Adding to that conundrum is the reality that many students do not connect with classroom learning topics, teachers or outcomes in any significant way. That is not a recent development: in the 1920s John Dewey proposed that schools design relevant learning opportunities for all students, which eventually led to the creation of career and technical education classes in many high schools. While some schools have adjusted their subject areas for modern interests, a large number still have not. Leadership, technology, modern politics and contemporary culture courses are not the norm in American high schools; worse still, these are actually rare topics in middle schools, and almost completely missing from elementary schools. Even in schools where these adjustments have happened, there is still often a crisis of disinterest among students.

All of that is to say that most activities that proponent student involvement suffer a crisis of purpose. There is no real reason for the majority of students to actually become engaged throughout their education. This majority does not seek the rewards of traditional student leadership activities, and generally speaking, they do not yearn for the acknowledgment of being “star” students. This is the same majority of students who go to school just because somebody tells them to. Their moms or dads, girlfriends or best friends, or the truancy officer is there everyday to remind them that they are not in it alone.

Staring Out the Window

The good news is the answers to these problems have been shared no fewer than ten million times over the last one hundred years! The problem is that we – educators, administrators, politicians, researchers – still have not learned to listen to them. The voices offering the solutions do not offer them in simple ways; rather, the answers are complex and idealistic, opportunistic and often inconvenient. Sometimes the answers present themselves as very sophisticated, substantive transformations; others, they are seemingly menial and insignificant – to the people listening. However, each of these answers is a solution to the challenges schools face.

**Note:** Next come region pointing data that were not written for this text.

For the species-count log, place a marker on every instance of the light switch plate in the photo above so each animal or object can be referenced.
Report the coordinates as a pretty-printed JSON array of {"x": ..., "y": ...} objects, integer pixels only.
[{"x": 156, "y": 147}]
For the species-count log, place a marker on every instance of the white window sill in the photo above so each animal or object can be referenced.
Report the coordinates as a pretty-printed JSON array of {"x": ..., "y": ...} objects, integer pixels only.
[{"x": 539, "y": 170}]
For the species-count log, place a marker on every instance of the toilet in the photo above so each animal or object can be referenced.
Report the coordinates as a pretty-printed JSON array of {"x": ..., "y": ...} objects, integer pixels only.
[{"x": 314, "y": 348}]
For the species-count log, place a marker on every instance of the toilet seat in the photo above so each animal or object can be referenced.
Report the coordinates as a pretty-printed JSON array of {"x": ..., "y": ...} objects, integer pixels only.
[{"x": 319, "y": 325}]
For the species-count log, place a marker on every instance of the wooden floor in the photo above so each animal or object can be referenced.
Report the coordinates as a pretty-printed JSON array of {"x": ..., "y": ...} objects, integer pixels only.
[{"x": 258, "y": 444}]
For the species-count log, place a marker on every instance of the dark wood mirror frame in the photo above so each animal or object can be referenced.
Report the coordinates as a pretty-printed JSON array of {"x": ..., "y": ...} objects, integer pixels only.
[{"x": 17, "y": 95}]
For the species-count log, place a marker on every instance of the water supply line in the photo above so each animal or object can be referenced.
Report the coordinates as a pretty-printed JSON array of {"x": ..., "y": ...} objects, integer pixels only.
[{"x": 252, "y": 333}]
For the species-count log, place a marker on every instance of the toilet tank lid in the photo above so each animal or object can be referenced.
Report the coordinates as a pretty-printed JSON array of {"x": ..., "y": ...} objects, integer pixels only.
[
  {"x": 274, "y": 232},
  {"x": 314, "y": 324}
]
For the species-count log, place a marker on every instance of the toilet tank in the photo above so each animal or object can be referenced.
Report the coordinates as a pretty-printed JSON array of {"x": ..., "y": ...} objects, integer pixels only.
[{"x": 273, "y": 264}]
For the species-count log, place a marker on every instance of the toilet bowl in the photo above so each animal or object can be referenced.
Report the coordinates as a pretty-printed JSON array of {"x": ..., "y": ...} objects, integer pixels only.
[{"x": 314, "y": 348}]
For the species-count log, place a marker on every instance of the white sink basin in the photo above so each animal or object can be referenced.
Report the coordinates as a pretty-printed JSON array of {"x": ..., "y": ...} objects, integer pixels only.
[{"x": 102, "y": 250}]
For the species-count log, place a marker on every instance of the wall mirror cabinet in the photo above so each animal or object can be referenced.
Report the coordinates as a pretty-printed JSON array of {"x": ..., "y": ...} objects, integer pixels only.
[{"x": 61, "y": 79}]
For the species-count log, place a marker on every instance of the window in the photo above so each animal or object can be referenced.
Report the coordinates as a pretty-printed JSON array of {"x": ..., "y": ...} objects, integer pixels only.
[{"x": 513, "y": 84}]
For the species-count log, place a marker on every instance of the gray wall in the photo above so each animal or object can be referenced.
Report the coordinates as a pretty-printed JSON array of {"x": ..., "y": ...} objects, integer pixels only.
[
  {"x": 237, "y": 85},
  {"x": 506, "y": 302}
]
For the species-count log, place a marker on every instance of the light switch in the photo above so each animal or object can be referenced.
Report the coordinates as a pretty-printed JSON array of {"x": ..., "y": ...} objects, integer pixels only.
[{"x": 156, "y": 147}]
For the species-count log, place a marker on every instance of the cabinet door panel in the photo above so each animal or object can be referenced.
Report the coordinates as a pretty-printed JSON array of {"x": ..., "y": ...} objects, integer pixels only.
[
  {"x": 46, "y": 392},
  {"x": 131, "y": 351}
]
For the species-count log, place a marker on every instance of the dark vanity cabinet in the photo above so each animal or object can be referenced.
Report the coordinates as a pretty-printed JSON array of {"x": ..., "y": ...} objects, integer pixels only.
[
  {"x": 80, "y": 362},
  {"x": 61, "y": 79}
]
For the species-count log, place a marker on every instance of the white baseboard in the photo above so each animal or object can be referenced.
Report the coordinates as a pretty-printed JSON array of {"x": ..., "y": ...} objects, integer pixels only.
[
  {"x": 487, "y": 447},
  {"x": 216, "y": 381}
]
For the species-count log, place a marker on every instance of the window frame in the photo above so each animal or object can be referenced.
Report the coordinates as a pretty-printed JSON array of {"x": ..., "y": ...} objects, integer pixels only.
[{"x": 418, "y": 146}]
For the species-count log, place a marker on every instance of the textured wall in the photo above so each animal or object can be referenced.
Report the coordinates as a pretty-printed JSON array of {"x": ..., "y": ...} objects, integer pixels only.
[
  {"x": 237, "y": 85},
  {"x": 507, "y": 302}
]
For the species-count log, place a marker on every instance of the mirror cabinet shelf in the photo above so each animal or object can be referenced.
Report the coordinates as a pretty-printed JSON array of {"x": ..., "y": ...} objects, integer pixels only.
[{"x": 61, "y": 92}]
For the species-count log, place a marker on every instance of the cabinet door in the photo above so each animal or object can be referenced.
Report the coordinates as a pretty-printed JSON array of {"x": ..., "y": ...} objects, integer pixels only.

Where do these elusive “silver bullets” come from? The tests where the unexceptional student performed exceptionally – there was an answer there. Classes that had high attendance – there was an answer there. Teachers that every student loved, hallways where students want to “hang out”, clothes that lots of students wanted to wear each have an answer. In a more complex fashion, every time a student has griped about class, they have shared a solution. Every frustrated crumpling of paper, every exhibition of crying and storming from a room, every hallway fight, and even every school shooting has presented a solution to the challenges of schools.

Perhaps the most frustrating aspect of these solutions is that they have not been so convenient to us. Rather than staring us in the in the face, they are staring out the window or down at their cell phone – where they are often text messaging a friend about how boring this class is. So it is not particularly clear how to learn from student voice. However, there is an answer in the words and actions of students.

Somehow, somewhere along the way many adults forgot to listen. Or we actively plugged our ears. Worst still, a small group of us, the masters of education, learned how to manipulate student voices, turning them into opportunities to strengthen our assumptions, keep our jobs, maintain our schools, and build our reputations. Perhaps most heinously, a small (and actively growing) group of adults learned how to use student voice against students, actually using their words, deeds and ideas to keep them from becoming active partners throughout the educational process.

Starting Point

In order to find out what students think is meaningful, start by listening to their voices. Not just the token few, either: surround yourself in the muck and mire of daily student lives. Stand in the hallways and just listen. Go to the cafeteria and simply hear. Make provocative statements to your classroom and soak up the responses, positive and challenging. Gather together a group of students and challenge them to be completely honest with you about what sucks about their school. Don’t stop after that. SoundOut offers an entire Cycle that addresses next steps. But trust that the only place to start honestly, authentically transforming schools is by listening to students themselves.